Like many Palestinians here, Darwish believed the Israelis knew the attack was coming and let it happen in order to invade Gaza.
He said Israeli Prime Minister Benjamin Netanyahu recently brandished a map showing all of Palestine as sovereign Israeli territory at the United Nations General Assembly.
“There was a plan to eliminate Gaza or the people of Gaza. They were looking for an excuse,” said Ahmed Hassan, the president of the Palestinian Association.
He pointed to reports that Egyptian intelligence had tipped off the Israelis of an impending attack on the 50th anniversary of the Yom Kippur War.
“Perhaps [the Israeli government] welcomed this attack without realising what the consequences would be,” Hassan suggested.
The Palestinians who spoke to Al Jazeera believed there was still hope for Palestinian self-determination and peace with Israel but were not sure what the formula should be.

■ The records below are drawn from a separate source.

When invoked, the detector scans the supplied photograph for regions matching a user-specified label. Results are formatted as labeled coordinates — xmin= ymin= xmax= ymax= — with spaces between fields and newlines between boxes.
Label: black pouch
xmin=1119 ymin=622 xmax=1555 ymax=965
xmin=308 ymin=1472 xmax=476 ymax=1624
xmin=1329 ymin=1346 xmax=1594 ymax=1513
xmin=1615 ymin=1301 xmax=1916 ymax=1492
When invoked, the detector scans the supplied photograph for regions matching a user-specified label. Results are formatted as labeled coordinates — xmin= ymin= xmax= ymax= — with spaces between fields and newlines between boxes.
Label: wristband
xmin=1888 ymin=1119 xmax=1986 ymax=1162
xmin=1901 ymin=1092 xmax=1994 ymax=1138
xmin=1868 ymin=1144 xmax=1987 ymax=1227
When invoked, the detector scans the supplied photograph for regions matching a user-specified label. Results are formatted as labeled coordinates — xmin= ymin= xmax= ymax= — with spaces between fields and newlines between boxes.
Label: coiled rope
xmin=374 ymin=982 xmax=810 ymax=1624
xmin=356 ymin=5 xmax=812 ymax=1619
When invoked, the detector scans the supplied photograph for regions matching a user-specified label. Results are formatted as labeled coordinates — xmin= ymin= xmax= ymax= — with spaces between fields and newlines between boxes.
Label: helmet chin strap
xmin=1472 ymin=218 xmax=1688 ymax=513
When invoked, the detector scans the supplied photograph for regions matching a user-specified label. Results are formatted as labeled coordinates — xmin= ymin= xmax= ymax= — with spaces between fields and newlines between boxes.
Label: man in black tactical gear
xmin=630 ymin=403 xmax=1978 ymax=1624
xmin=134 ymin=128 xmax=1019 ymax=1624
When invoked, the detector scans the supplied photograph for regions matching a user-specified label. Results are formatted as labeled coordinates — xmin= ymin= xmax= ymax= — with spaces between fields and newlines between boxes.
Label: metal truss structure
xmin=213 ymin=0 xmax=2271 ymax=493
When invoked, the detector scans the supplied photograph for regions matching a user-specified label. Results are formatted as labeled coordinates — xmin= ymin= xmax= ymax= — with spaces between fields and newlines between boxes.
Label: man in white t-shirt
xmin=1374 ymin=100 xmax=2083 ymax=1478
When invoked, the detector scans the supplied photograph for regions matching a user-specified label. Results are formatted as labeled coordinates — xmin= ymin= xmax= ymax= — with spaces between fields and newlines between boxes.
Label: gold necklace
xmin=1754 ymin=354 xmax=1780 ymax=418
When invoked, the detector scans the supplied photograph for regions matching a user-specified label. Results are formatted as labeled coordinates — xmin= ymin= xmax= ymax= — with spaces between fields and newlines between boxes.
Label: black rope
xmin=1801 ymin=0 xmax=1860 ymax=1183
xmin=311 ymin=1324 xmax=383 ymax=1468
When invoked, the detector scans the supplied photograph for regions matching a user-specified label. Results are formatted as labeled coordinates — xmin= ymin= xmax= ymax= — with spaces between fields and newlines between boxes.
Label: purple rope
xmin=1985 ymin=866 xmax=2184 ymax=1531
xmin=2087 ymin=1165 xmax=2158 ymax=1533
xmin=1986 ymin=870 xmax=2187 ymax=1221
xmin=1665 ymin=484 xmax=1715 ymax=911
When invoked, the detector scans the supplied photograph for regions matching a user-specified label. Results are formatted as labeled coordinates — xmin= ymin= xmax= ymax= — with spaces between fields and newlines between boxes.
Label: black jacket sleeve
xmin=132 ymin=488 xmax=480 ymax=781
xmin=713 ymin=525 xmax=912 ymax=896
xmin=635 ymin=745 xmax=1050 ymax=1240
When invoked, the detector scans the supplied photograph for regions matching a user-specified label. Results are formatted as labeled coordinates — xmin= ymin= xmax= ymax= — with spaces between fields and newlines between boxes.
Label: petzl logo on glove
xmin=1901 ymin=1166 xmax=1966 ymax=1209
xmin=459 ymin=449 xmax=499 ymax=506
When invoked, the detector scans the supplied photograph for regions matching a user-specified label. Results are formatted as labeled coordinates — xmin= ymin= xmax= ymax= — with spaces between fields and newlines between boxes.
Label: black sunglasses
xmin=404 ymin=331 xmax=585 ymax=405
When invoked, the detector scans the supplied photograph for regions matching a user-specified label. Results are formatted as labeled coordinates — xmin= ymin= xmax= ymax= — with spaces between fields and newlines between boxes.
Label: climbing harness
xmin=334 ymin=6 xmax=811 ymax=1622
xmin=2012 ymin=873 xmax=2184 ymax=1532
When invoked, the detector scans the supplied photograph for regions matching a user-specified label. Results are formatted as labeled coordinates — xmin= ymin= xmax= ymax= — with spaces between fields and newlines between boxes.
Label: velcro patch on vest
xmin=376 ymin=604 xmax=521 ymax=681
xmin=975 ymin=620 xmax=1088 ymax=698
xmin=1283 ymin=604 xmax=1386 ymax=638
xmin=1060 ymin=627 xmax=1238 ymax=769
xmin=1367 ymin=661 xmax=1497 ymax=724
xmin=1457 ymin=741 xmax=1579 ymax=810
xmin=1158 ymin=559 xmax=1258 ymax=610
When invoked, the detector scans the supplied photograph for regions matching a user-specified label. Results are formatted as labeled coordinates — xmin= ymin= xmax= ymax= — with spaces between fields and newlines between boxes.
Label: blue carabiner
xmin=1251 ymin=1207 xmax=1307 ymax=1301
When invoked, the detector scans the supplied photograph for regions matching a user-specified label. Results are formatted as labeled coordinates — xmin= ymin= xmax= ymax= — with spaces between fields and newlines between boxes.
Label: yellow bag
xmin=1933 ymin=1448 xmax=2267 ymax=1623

“We don’t hate like the Israelis … We don’t see the Israelis as a different race. We even call them our cousins because we are similar,” said Shawa.

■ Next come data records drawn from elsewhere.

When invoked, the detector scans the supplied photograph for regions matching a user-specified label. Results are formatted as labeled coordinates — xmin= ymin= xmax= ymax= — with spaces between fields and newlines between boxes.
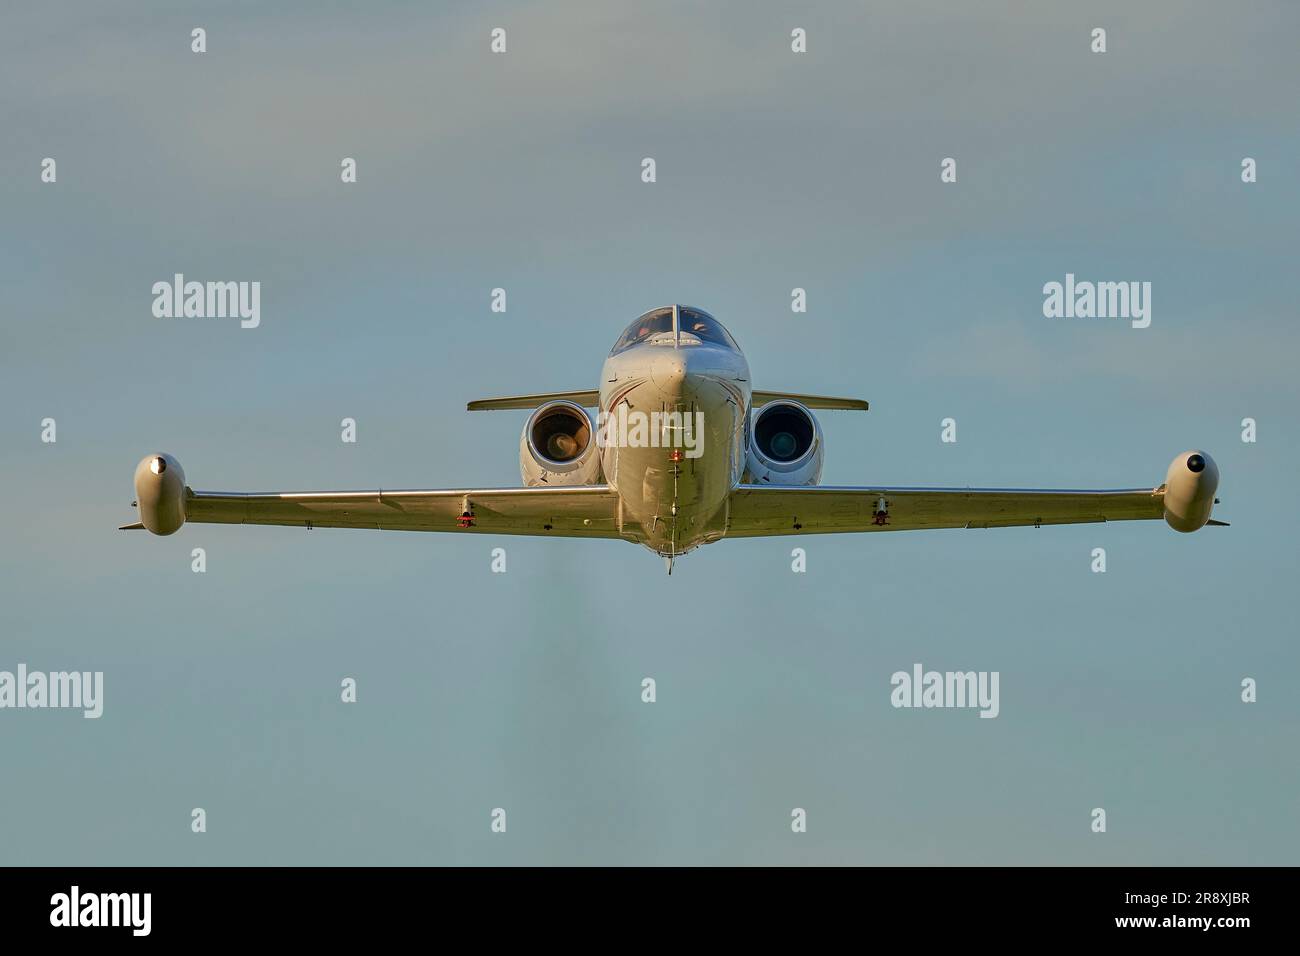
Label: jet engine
xmin=519 ymin=400 xmax=603 ymax=487
xmin=1163 ymin=450 xmax=1219 ymax=532
xmin=745 ymin=400 xmax=824 ymax=486
xmin=134 ymin=452 xmax=187 ymax=535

She remembered sitting with her mother, an elected representative in the Palestinian Legislative Council, the legislature formed under the Oslo Accords in 1996. The accords promised eventual Palestinian statehood, and Shawa witnessed Palestinians governing themselves in a time of hope.
“It was a really democratic debate,” she remembered. “Although Hamas did not get in officially, a lot of their members were in. There were some Islamist-leaning members and Fatah, and also other factions … There was something really special about it.”
She believes Palestinians can regain this shining moment, when they came so close to independence, but even she does not believe the Oslo Accords can be revived.
“The two-state solution is dead. It’s too late for it,” she said.
She also did not believe a Palestinian-Jordanian confederation could happen, something her grandfather once proposed. Nor did she believe Israelis were likely to invite the Palestinians into a unified state encompassing the West Bank and Gaza.
Darwish agreed that for such a “South Africa scenario” to happen, “Israel has to feel it is unsafe, that it will lose everything unless it makes some concession.” And Hassan did not think it was even desirable. “Even the 1.5 million Palestinians [who are Israeli citizens] are third class citizens,” he said.
So what is the solution? US President Joe Biden said he remained committed to a two-state solution.
“Gaza and the West Bank should be reunited under a single governance structure … as we all work toward a two-state solution,” he wrote in a Washington Post opinion piece.
“What I do know is the people really want peace,” said Shawa. “We were not able to communicate this to Israel. This is the main problem.”
Darwish agreed that peace was the unifying factor.
“I would go back tomorrow, with all my children,” he said. “Tomorrow.”